Your reason to leave in the middle of the night,
Your reason to give me your very last bite.
Your reason to spend your very last dollar,
because I needed milk, medicine or diapers

Now there's someone else, I see them standing there,
Who is it I wonder? Who has captured your stare
Who is this new twinkle in your eye?
Your reason for living, your reason to die.

There is someone out there who won't face me.
This I now know
There is someone out there that has replaced me.
Please let me know
Who that someone is? Why won't you introduce?
The answer for that is, I'm to young to know the truth.
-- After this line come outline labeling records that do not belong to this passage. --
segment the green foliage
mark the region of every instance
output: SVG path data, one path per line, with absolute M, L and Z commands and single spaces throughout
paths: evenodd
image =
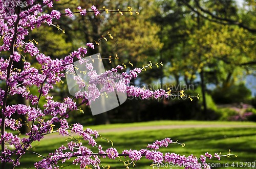
M 186 127 L 187 125 L 188 127 Z M 191 126 L 200 125 L 204 126 L 209 125 L 211 126 L 216 126 L 216 127 L 197 127 Z M 236 126 L 240 127 L 225 127 L 227 125 L 228 126 Z M 172 126 L 174 127 L 177 125 L 183 128 L 175 128 L 168 129 L 145 129 L 148 126 Z M 171 148 L 174 152 L 189 155 L 193 152 L 194 155 L 198 156 L 202 152 L 208 151 L 210 153 L 220 152 L 222 151 L 224 154 L 223 150 L 228 151 L 230 149 L 231 152 L 238 155 L 237 158 L 225 158 L 222 157 L 221 161 L 214 160 L 211 161 L 213 163 L 221 163 L 222 164 L 225 162 L 229 163 L 228 167 L 220 167 L 222 169 L 233 169 L 231 166 L 233 162 L 240 161 L 250 161 L 255 160 L 255 151 L 256 145 L 252 144 L 256 139 L 256 130 L 255 127 L 252 128 L 243 127 L 244 125 L 255 126 L 255 124 L 248 122 L 238 123 L 237 122 L 201 122 L 201 121 L 164 121 L 159 122 L 151 122 L 140 123 L 123 124 L 118 125 L 101 125 L 100 126 L 90 126 L 92 129 L 97 129 L 99 131 L 99 134 L 102 136 L 108 135 L 108 137 L 113 142 L 114 146 L 118 150 L 127 149 L 138 149 L 147 145 L 147 144 L 154 142 L 155 140 L 161 139 L 163 135 L 170 137 L 174 141 L 178 140 L 179 142 L 186 144 L 185 148 L 178 145 L 170 145 L 167 148 L 163 148 L 164 152 L 167 152 Z M 139 129 L 140 126 L 142 126 L 143 129 Z M 126 127 L 126 128 L 125 128 Z M 111 133 L 107 133 L 108 129 L 110 128 Z M 125 130 L 125 129 L 126 130 Z M 115 130 L 120 129 L 119 131 L 115 131 Z M 61 145 L 66 145 L 66 142 L 62 139 L 58 139 L 58 134 L 53 135 L 53 137 L 49 137 L 42 140 L 41 142 L 35 142 L 33 145 L 33 149 L 31 151 L 36 152 L 40 154 L 47 156 L 47 152 L 54 152 Z M 55 136 L 55 137 L 54 137 Z M 99 144 L 103 147 L 111 146 L 111 143 L 107 143 L 105 140 L 98 138 L 97 140 Z M 203 144 L 202 144 L 203 143 Z M 210 149 L 209 149 L 210 148 Z M 33 153 L 27 153 L 25 155 L 24 158 L 21 160 L 21 163 L 24 165 L 21 168 L 26 168 L 33 166 L 33 162 L 41 157 L 38 157 Z M 126 158 L 127 159 L 127 158 Z M 123 159 L 123 158 L 122 158 Z M 111 168 L 123 168 L 122 163 L 119 161 L 115 160 L 110 163 L 109 159 L 102 159 L 102 164 L 109 164 Z M 68 163 L 72 163 L 72 159 L 68 161 Z M 152 161 L 143 159 L 136 163 L 136 168 L 143 169 L 152 169 L 150 165 L 152 164 Z M 78 168 L 79 166 L 75 165 L 67 166 L 63 168 Z M 175 168 L 183 168 L 182 167 L 175 167 Z
M 251 98 L 251 91 L 244 83 L 223 88 L 217 87 L 212 92 L 212 98 L 218 103 L 247 103 Z

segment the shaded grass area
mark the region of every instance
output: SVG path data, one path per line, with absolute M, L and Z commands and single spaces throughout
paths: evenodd
M 189 123 L 195 123 L 197 124 L 209 123 L 209 122 L 178 122 L 179 125 L 188 124 Z M 177 122 L 177 123 L 178 123 Z M 157 124 L 158 122 L 151 124 Z M 216 122 L 220 124 L 219 122 Z M 228 124 L 233 123 L 227 123 Z M 175 123 L 175 122 L 173 123 Z M 176 123 L 176 124 L 177 124 Z M 240 125 L 241 123 L 238 123 Z M 250 125 L 250 123 L 242 123 L 244 125 Z M 142 123 L 142 125 L 144 124 Z M 111 127 L 116 127 L 117 125 L 109 125 Z M 134 124 L 124 124 L 125 126 L 134 126 Z M 131 126 L 130 126 L 131 125 Z M 113 127 L 114 126 L 114 127 Z M 122 125 L 118 125 L 118 127 L 122 127 Z M 98 129 L 103 128 L 104 126 L 97 126 Z M 95 128 L 95 127 L 92 127 Z M 221 167 L 212 167 L 212 168 L 236 168 L 237 165 L 239 166 L 241 162 L 256 162 L 256 130 L 255 128 L 182 128 L 168 130 L 155 130 L 146 131 L 130 131 L 116 133 L 104 133 L 103 137 L 109 138 L 114 143 L 114 147 L 116 148 L 119 153 L 121 153 L 124 149 L 140 149 L 146 147 L 148 144 L 152 143 L 155 140 L 160 140 L 165 137 L 170 137 L 174 141 L 178 140 L 179 143 L 185 143 L 186 147 L 182 148 L 181 146 L 177 144 L 171 144 L 167 148 L 161 148 L 160 150 L 163 152 L 174 152 L 177 154 L 188 156 L 191 153 L 199 157 L 200 155 L 204 154 L 206 152 L 214 154 L 215 153 L 220 153 L 225 154 L 228 152 L 228 149 L 231 150 L 231 153 L 238 155 L 238 157 L 232 157 L 227 158 L 222 157 L 221 160 L 216 159 L 208 160 L 208 162 L 214 166 L 214 163 L 220 163 Z M 100 138 L 96 139 L 98 144 L 101 144 L 103 149 L 111 147 L 111 143 L 108 143 L 105 140 Z M 60 137 L 54 139 L 43 139 L 40 143 L 35 142 L 33 145 L 33 148 L 29 150 L 35 151 L 45 156 L 47 156 L 49 153 L 54 152 L 55 149 L 59 147 L 61 144 L 67 145 L 65 138 Z M 92 150 L 95 150 L 92 149 Z M 96 152 L 96 151 L 95 151 Z M 20 161 L 22 165 L 18 168 L 33 168 L 33 163 L 41 159 L 42 157 L 32 153 L 27 153 Z M 136 163 L 136 168 L 152 168 L 150 165 L 152 161 L 143 159 Z M 123 157 L 120 159 L 125 160 Z M 67 165 L 72 162 L 72 160 L 63 164 Z M 227 163 L 228 162 L 228 164 Z M 237 163 L 236 162 L 238 162 Z M 234 165 L 231 166 L 232 164 Z M 104 166 L 110 165 L 111 168 L 125 168 L 122 162 L 118 160 L 113 160 L 108 159 L 102 159 L 102 164 Z M 224 166 L 224 164 L 226 167 Z M 243 163 L 240 168 L 249 168 L 246 167 Z M 60 163 L 59 164 L 61 165 Z M 219 164 L 218 164 L 219 165 Z M 228 165 L 228 167 L 227 165 Z M 216 164 L 215 165 L 216 166 Z M 8 167 L 7 167 L 8 168 Z M 130 166 L 130 168 L 132 165 Z M 164 168 L 182 168 L 174 166 L 169 165 Z M 184 168 L 184 167 L 183 167 Z M 70 165 L 65 166 L 63 168 L 79 168 L 79 166 Z

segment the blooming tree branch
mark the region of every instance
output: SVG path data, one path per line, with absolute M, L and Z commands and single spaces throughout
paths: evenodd
M 88 47 L 94 49 L 95 45 L 99 45 L 98 42 L 102 39 L 106 40 L 106 38 L 104 36 L 98 41 L 87 42 L 87 48 L 81 46 L 60 59 L 52 59 L 50 56 L 40 52 L 35 42 L 26 42 L 25 37 L 29 34 L 29 30 L 33 31 L 34 29 L 45 23 L 49 26 L 53 25 L 53 19 L 59 19 L 64 15 L 73 17 L 75 14 L 84 15 L 88 13 L 93 13 L 97 16 L 102 12 L 117 12 L 122 15 L 124 12 L 130 13 L 131 15 L 134 13 L 139 14 L 133 11 L 130 7 L 127 7 L 128 10 L 111 10 L 105 7 L 103 8 L 103 10 L 99 10 L 94 6 L 92 6 L 92 11 L 78 7 L 79 11 L 72 12 L 69 9 L 66 9 L 65 13 L 61 14 L 60 11 L 53 8 L 54 3 L 55 1 L 53 0 L 44 0 L 42 2 L 34 0 L 0 2 L 0 37 L 2 39 L 1 41 L 3 41 L 0 45 L 0 52 L 9 53 L 8 57 L 4 56 L 0 58 L 0 79 L 5 83 L 5 88 L 0 88 L 2 116 L 0 119 L 0 143 L 2 148 L 0 160 L 2 168 L 5 168 L 7 163 L 12 164 L 13 168 L 19 166 L 20 164 L 20 159 L 25 153 L 30 152 L 29 150 L 33 142 L 39 142 L 45 135 L 54 132 L 63 136 L 78 134 L 88 143 L 88 145 L 82 144 L 75 139 L 69 142 L 67 146 L 61 146 L 54 152 L 50 153 L 47 157 L 40 155 L 43 159 L 34 164 L 36 168 L 58 168 L 59 161 L 64 162 L 71 158 L 74 158 L 73 163 L 79 164 L 81 168 L 85 168 L 89 165 L 95 168 L 100 168 L 101 166 L 100 158 L 108 156 L 111 159 L 115 159 L 121 156 L 129 156 L 133 162 L 139 160 L 142 156 L 145 156 L 146 159 L 156 162 L 165 161 L 181 165 L 190 165 L 188 167 L 191 168 L 208 167 L 205 159 L 206 158 L 210 159 L 212 156 L 208 153 L 200 156 L 200 160 L 192 155 L 185 157 L 174 153 L 167 153 L 163 155 L 159 151 L 159 148 L 167 147 L 172 143 L 178 144 L 177 142 L 173 142 L 168 138 L 161 141 L 157 140 L 153 144 L 148 145 L 147 149 L 124 150 L 119 154 L 115 148 L 108 148 L 103 151 L 100 145 L 97 145 L 95 138 L 99 136 L 102 137 L 96 131 L 89 128 L 84 130 L 83 126 L 79 123 L 69 124 L 68 119 L 69 114 L 72 111 L 77 110 L 81 105 L 84 104 L 90 105 L 94 100 L 102 97 L 101 92 L 108 94 L 114 90 L 120 92 L 124 92 L 126 90 L 128 95 L 141 96 L 143 99 L 158 98 L 162 96 L 167 97 L 170 95 L 170 92 L 162 89 L 153 91 L 129 85 L 131 80 L 136 78 L 142 71 L 153 66 L 151 63 L 142 68 L 135 68 L 130 70 L 129 72 L 123 71 L 121 74 L 122 82 L 120 83 L 115 81 L 115 79 L 120 78 L 120 76 L 117 76 L 115 73 L 122 71 L 123 69 L 122 66 L 118 65 L 116 68 L 100 75 L 97 74 L 92 64 L 88 60 L 82 59 L 87 55 Z M 12 4 L 16 5 L 13 6 Z M 49 13 L 46 12 L 46 7 L 49 9 Z M 58 26 L 56 25 L 56 27 Z M 110 38 L 113 38 L 110 34 L 108 33 L 108 35 Z M 22 53 L 19 49 L 23 50 L 23 52 L 34 58 L 40 65 L 40 69 L 34 67 L 28 62 L 22 61 Z M 74 98 L 67 97 L 63 98 L 62 102 L 56 101 L 50 95 L 50 90 L 56 84 L 62 81 L 61 78 L 66 76 L 64 72 L 66 69 L 69 69 L 71 73 L 75 73 L 72 66 L 75 60 L 79 60 L 81 64 L 86 64 L 87 73 L 90 77 L 90 80 L 88 84 L 86 85 L 82 81 L 79 81 L 79 77 L 74 76 L 74 78 L 77 78 L 75 80 L 79 83 L 80 89 L 87 87 L 91 89 L 91 92 L 80 90 L 76 92 Z M 13 63 L 19 64 L 22 62 L 24 64 L 23 69 L 17 70 L 13 66 Z M 130 64 L 132 64 L 131 63 Z M 158 67 L 158 64 L 156 65 Z M 107 77 L 111 78 L 104 78 Z M 105 79 L 108 80 L 104 80 Z M 100 91 L 96 88 L 97 84 L 99 83 L 104 84 L 104 87 Z M 110 83 L 112 85 L 109 85 Z M 31 92 L 29 89 L 32 87 L 37 88 L 37 93 L 35 94 Z M 181 95 L 183 92 L 180 92 Z M 30 105 L 22 104 L 9 105 L 8 103 L 8 98 L 17 95 L 21 95 L 29 100 Z M 42 97 L 46 99 L 46 103 L 44 105 L 44 108 L 41 109 L 39 107 L 39 103 Z M 82 100 L 80 103 L 78 102 L 79 99 Z M 18 130 L 23 125 L 27 125 L 23 123 L 24 122 L 21 122 L 19 119 L 15 119 L 15 115 L 26 115 L 28 121 L 32 122 L 30 131 L 26 134 L 27 137 L 21 138 L 18 135 L 5 130 L 6 127 L 9 127 L 13 130 Z M 50 118 L 46 119 L 46 117 Z M 60 126 L 55 128 L 56 124 L 60 124 Z M 54 131 L 54 129 L 56 130 Z M 107 141 L 109 140 L 108 139 Z M 7 144 L 14 147 L 14 149 L 9 149 Z M 97 147 L 98 151 L 93 152 L 89 149 L 90 147 Z M 35 152 L 30 152 L 39 154 Z M 220 157 L 217 154 L 215 155 L 215 157 L 219 159 Z M 125 164 L 127 166 L 131 163 Z

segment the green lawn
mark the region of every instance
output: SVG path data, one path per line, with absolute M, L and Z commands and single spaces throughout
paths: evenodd
M 210 128 L 189 128 L 172 129 L 156 129 L 147 130 L 130 131 L 125 132 L 115 132 L 103 133 L 102 136 L 108 137 L 114 143 L 114 147 L 116 148 L 119 153 L 124 149 L 140 149 L 146 147 L 148 144 L 153 143 L 156 139 L 160 140 L 165 137 L 170 137 L 174 141 L 178 140 L 179 142 L 185 143 L 186 147 L 182 148 L 177 144 L 172 144 L 167 148 L 160 149 L 162 152 L 175 152 L 177 154 L 184 154 L 186 156 L 193 153 L 199 157 L 200 154 L 208 152 L 212 154 L 214 153 L 222 152 L 222 154 L 228 152 L 230 149 L 231 153 L 238 155 L 238 157 L 231 157 L 227 158 L 222 157 L 221 160 L 216 159 L 208 160 L 208 162 L 214 165 L 214 163 L 220 163 L 221 167 L 212 167 L 212 168 L 250 168 L 244 166 L 245 162 L 256 162 L 256 124 L 249 122 L 199 122 L 199 121 L 158 121 L 140 123 L 114 124 L 109 125 L 100 125 L 91 126 L 93 129 L 105 129 L 106 128 L 120 128 L 132 127 L 134 126 L 159 126 L 159 125 L 184 125 L 188 124 L 195 125 L 216 125 L 216 126 L 225 124 L 233 125 L 250 125 L 254 127 L 210 127 Z M 103 148 L 111 147 L 110 143 L 98 138 L 97 143 L 103 145 Z M 33 148 L 30 150 L 34 151 L 42 155 L 47 156 L 49 152 L 52 152 L 60 145 L 66 144 L 65 138 L 50 138 L 43 139 L 40 143 L 35 142 L 32 146 Z M 27 153 L 22 158 L 20 161 L 22 167 L 18 168 L 33 167 L 35 161 L 39 160 L 41 157 L 37 155 Z M 143 159 L 137 162 L 135 168 L 152 168 L 150 164 L 152 161 Z M 125 160 L 122 158 L 122 160 Z M 103 165 L 110 164 L 111 168 L 125 168 L 123 163 L 118 160 L 103 159 L 102 163 Z M 241 162 L 245 162 L 240 163 Z M 65 163 L 67 165 L 69 163 Z M 225 164 L 225 167 L 224 167 Z M 232 165 L 233 164 L 233 166 Z M 243 164 L 243 166 L 242 166 Z M 61 164 L 60 164 L 61 165 Z M 219 165 L 219 164 L 217 164 Z M 229 167 L 226 167 L 228 165 Z M 234 166 L 233 166 L 234 165 Z M 241 167 L 239 165 L 241 165 Z M 238 167 L 237 167 L 238 165 Z M 78 168 L 77 166 L 70 165 L 64 168 Z M 132 166 L 130 166 L 130 168 Z M 164 168 L 180 168 L 172 167 L 169 166 Z M 254 167 L 255 168 L 256 167 Z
It is  now, that I'm older, I'm not that little kid.
I know what happened, and I know what you did.
I couldn't give you the answer for the why? or for the how?
The same went for you with your "Not here, not now".
I asked you long ago to prevent the way I am feeling at this moment
I couldn't forgive that someone, No room for atonement.
I couldn't believe it took this long for me to come up with an answer,
More like the many reasons, you headed towards disaster

I finally found out the name of that someone you loved
That someone who took away, your spirit and your love.
But, that someone's not a person, No, not a person at all.
That someone is drugs. And I do,
forgive you for it all.

-Anonymous

10/5/2011

Thursday, December 13, 2012

Daddy, Can I Talk With You?

``November 9, 2012


  You know the feeling when you're trying to get your point across or finish your sentence and someone constantly interrupts you? The agony the brain feels when it is done processing information and comes to a conclusion, and you're not allowed express it? I feel it everyday I come into a battle of wits with my Daddy. It starts of slow and easy then erupts into a all out war of the minds. At the height of our quarrel, it is sufficient to say, I do not posses the capacity of knowledge that he does, and I may not have lived as long as him, but I want to be heard! Daddy claims, he knows what I am about to say from the first couple words and a close observation of my body language. OK, that's fine, but I want to hear my sentence from the first word to the very last. I don't want to lose my train of thought even for an instant. When that happens, I begin to direct my anger at him, instead of the reason for my anger. I begin to lose my grasp on the conversation, confusion sets in, I start to doubt my own words, shortly after, my mind. I want to be confident like his assertiveness towards Alyssia and I. Speaking of which, I could only imagine the moment Alyssia and I, team up and utilize the very skills, confidence, common sense, and deductive logic used to raise, discipline, sculpt, and train us.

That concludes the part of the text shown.